I want one box with actual hard drives in it.
A terabyte volume for data (archived software, DVR content, etc).
A 500+GB volume for "home" data. Documents, images, software projects, etc.
A terabyte volume for backing up particular data from the other two locations.
This box will have a TV Tuner card, also.
Then, I want a few thin-ish clients around the house. I want them to boot from little USB flash drives (no internal HDD) or possibly even over PXE and TFTP, and mount the software/DVR volume over the network. Then boot to a generic guest account automatically and connect to a MythTV environment.
I want the ability to log out that guest account on demand, and log in to a user-specific environment (root, me, etc).

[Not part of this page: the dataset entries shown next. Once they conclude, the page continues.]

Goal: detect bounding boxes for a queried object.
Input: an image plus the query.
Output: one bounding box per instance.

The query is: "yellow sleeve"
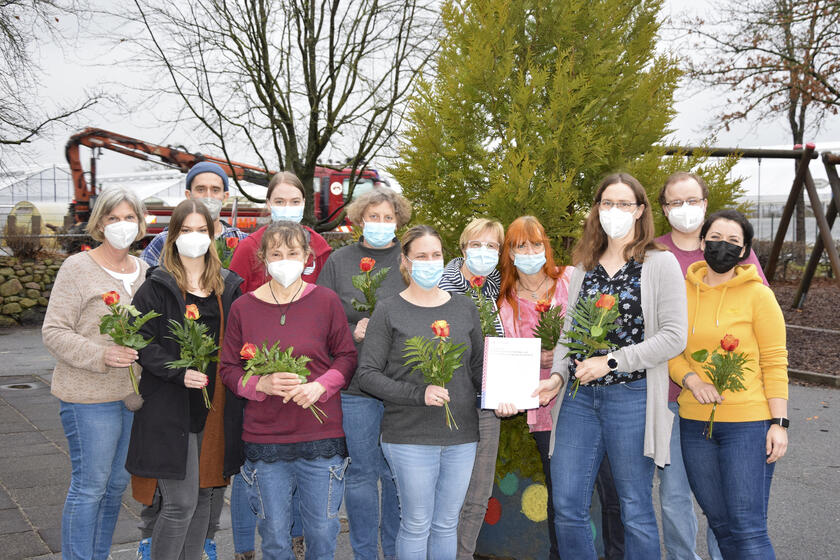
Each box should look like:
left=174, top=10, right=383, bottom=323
left=669, top=352, right=693, bottom=386
left=753, top=287, right=789, bottom=400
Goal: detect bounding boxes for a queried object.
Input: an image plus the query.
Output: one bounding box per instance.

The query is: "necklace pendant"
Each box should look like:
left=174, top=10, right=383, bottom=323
left=280, top=314, right=286, bottom=326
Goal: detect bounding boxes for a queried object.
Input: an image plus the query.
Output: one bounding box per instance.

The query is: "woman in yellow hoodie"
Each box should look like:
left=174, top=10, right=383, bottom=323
left=669, top=209, right=788, bottom=560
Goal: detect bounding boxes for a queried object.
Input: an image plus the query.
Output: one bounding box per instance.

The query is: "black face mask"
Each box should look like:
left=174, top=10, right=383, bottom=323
left=703, top=240, right=744, bottom=273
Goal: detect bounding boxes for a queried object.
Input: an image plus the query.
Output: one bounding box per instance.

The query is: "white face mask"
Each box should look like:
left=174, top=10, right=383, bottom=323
left=198, top=197, right=223, bottom=221
left=267, top=259, right=304, bottom=288
left=175, top=231, right=212, bottom=259
left=667, top=203, right=705, bottom=233
left=599, top=207, right=636, bottom=240
left=103, top=221, right=139, bottom=250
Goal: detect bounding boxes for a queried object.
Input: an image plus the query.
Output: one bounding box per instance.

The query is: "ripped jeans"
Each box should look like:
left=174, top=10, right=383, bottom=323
left=240, top=455, right=349, bottom=560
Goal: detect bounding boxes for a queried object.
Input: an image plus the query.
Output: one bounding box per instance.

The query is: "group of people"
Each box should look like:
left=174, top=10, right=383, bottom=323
left=42, top=161, right=789, bottom=560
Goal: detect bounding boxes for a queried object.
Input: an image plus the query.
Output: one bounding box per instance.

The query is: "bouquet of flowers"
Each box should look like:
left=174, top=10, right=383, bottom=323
left=403, top=320, right=467, bottom=430
left=215, top=236, right=239, bottom=268
left=466, top=276, right=500, bottom=337
left=533, top=298, right=565, bottom=351
left=351, top=257, right=391, bottom=313
left=563, top=293, right=621, bottom=398
left=166, top=304, right=218, bottom=409
left=99, top=291, right=161, bottom=410
left=239, top=341, right=327, bottom=423
left=690, top=334, right=750, bottom=438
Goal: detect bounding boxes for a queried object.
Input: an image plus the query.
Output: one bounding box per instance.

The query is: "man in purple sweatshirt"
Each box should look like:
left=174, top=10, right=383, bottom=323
left=655, top=171, right=768, bottom=560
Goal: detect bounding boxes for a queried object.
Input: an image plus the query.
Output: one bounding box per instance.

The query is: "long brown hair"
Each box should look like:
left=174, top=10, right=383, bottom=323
left=161, top=199, right=225, bottom=295
left=498, top=216, right=564, bottom=318
left=572, top=173, right=661, bottom=270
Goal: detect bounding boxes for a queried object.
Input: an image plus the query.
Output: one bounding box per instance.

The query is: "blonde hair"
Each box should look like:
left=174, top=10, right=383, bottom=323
left=345, top=188, right=413, bottom=228
left=86, top=187, right=146, bottom=242
left=161, top=200, right=225, bottom=295
left=459, top=218, right=504, bottom=251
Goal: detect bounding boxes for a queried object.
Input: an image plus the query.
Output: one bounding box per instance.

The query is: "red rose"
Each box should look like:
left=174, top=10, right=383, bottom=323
left=226, top=237, right=239, bottom=249
left=360, top=257, right=375, bottom=272
left=535, top=299, right=551, bottom=313
left=469, top=276, right=486, bottom=289
left=240, top=342, right=258, bottom=361
left=720, top=334, right=739, bottom=352
left=80, top=244, right=92, bottom=252
left=185, top=304, right=200, bottom=321
left=595, top=293, right=616, bottom=310
left=102, top=291, right=120, bottom=306
left=431, top=319, right=450, bottom=338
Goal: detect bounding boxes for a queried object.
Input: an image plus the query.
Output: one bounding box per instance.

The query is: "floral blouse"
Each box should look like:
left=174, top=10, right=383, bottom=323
left=568, top=258, right=646, bottom=386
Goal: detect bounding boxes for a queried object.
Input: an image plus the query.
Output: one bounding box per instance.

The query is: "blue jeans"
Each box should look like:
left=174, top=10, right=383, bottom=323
left=680, top=418, right=776, bottom=560
left=381, top=441, right=477, bottom=560
left=59, top=400, right=133, bottom=560
left=240, top=455, right=349, bottom=560
left=659, top=402, right=702, bottom=560
left=342, top=393, right=399, bottom=559
left=550, top=378, right=659, bottom=560
left=231, top=474, right=304, bottom=553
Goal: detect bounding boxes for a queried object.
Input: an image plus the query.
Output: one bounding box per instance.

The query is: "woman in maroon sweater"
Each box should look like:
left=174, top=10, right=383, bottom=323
left=219, top=221, right=356, bottom=559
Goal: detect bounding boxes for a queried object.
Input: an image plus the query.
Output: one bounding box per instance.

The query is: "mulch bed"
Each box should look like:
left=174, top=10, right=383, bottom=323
left=771, top=278, right=840, bottom=377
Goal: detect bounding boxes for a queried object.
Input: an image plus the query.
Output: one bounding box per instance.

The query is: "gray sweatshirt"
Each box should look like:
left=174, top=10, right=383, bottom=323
left=316, top=240, right=406, bottom=396
left=356, top=293, right=485, bottom=445
left=549, top=250, right=687, bottom=467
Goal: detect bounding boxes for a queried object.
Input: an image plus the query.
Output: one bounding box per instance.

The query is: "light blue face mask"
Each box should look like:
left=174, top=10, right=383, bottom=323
left=409, top=258, right=444, bottom=289
left=271, top=204, right=304, bottom=223
left=465, top=247, right=499, bottom=277
left=513, top=251, right=546, bottom=275
left=363, top=221, right=397, bottom=248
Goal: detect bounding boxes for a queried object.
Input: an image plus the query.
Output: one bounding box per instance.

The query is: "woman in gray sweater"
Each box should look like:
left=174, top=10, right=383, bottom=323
left=357, top=225, right=485, bottom=560
left=545, top=173, right=687, bottom=560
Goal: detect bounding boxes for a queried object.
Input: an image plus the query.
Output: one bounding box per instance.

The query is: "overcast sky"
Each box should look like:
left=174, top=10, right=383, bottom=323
left=15, top=0, right=840, bottom=197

Can I install Ubuntu or another distro to a USB flash drive? Or do I have to get a SATA/IDE adapter doo-dad like G98 was doing awhile ago? I think a local flash drive would perform better for my multimedia objectives than a PXE/TFTP environment.
I want /home and another location (/tv, probably) to be mounted either via NFS or iSCSI. I think iSCSI can only be connected to a 1:1 ratio over the network (only 1 client can connect to an iSCSI resource at a time, IIRC), so probably NFS. I want authentication to be controlled from a central resource (the box that has HDD's will run some LDAP or similar authentication mechanism).
And: Anyone have any knowledgeable work-arounds for the fact that NetFlix on demand doesn't work on Linux? Aside from a virtualPC installation? I guess I could have a default "guest" account for mythTV related use, and a logout/login process for a user called "netflix" that launches a VirtualBox VM in full screen mode, but if that user logs in at more than one terminal in the network then I could have problems with the VM.